Полная женщина обернулась, так и не выпустив из рук птичий корм, который сыпала курам, и, спокойно осмотрев незнакомца с головы до ног, улыбнулась.
— Добро пожаловать. Входи. Наш дом в твоем распоряжении.
Пряха тоже оставила свою работу и вышла во двор. Она была худенькой и бледной, ее черные косы были уложены в два ряда на затылке. Взгляд ее больших с поволокой глаз был печален. На тоненькой шее висело бирюзовое ожерелье от сглаза. Она взглянула на гостя и залилась краской.
— Мы одни, — промолвила она. — Наш брат Лазарь ушел на Иордан креститься.
— Ну и что, что одни? — ответила другая. — Не съест же он нас. Входи, добрый человек. Не слушай ее, она боится собственной тени. Мы позовем соседей, чтобы тебе не было скучно, и старейшины придут порасспросить тебя, кто ты, куда идешь и какие принес нам вести. А потому входи в наш бедный дом. Ты замерз?
— Я замерз, хочу есть и спать, — ответил Иисус, переступая через порог.
— Все это поправимо, не бойся. А теперь, чтоб ты знал, — меня зовут Марфа, а это моя сестра Мария. А как зовут тебя?
— Иисус из Назарета.
— Добрый человек? — рассмеялась Марфа, поддразнивая его.
— Да, добрый, — ответил он очень серьезно. — Добрый, насколько могу, Марфа, сестра моя, — и он вошел в дом. Мария зажгла лампаду и повесила ее на крюк — свет залил безукоризненно выбеленные стены. В комнате стояли два сундука из кипарисового дерева с чеканкой, несколько табуреток, а вдоль стены длинное возвышение с циновками и подушками. В углу — прялка, в другом — два глиняных кувшина с оливками и оливковым маслом. Справа от двери на полке — кувшин с холодной водой и льняное полотенце. Воздух пах кипарисом и айвой. Рядом с широким, еще не растопленным очагом висели кухонные принадлежности.

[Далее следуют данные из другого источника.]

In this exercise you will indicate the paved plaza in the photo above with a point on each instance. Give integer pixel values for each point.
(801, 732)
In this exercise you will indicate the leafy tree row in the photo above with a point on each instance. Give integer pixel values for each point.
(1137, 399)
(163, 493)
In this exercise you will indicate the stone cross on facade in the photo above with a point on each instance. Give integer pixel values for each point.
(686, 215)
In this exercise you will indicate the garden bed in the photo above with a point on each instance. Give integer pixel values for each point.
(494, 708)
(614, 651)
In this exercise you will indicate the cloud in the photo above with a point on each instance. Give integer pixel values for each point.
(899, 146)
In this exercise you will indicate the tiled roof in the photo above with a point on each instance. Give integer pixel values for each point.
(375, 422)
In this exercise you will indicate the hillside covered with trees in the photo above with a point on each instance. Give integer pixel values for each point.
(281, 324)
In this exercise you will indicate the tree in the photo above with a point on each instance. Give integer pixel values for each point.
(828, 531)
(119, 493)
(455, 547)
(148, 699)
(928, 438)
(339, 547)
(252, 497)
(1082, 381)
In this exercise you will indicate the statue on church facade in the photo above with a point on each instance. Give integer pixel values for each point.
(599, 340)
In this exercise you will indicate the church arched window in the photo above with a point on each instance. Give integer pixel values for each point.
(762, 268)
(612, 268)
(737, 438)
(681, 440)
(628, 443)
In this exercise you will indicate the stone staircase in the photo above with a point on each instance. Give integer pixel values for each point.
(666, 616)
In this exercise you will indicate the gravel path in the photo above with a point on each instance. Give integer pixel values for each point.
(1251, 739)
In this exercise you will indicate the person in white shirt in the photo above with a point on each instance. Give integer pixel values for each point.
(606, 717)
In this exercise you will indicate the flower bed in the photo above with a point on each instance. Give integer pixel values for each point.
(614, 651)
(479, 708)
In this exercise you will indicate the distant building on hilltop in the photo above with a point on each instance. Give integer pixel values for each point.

— Сейчас я разведу огонь, чтобы ты просушил одежду. Садись. — Марфа подвинула табурет к очагу и, выбежав во двор, вернулась с охапкой веток, прутиками лавра и двумя поленьями. Присев на корточки, она сложила растопку маленькой пирамидой и подожгла.
Иисус, подперев голову руками, опустился рядом, наблюдая за ней. «Какое священнодействие, — думал он, — сложить дрова и растопить очаг в холодный день: пламя, как милосердная сестра, приходит согреть тебя. Голодным и усталым прийти в чужой дом и встретить двух незнакомых сестер, готовых позаботиться о тебе…» — глаза его наполнились слезами.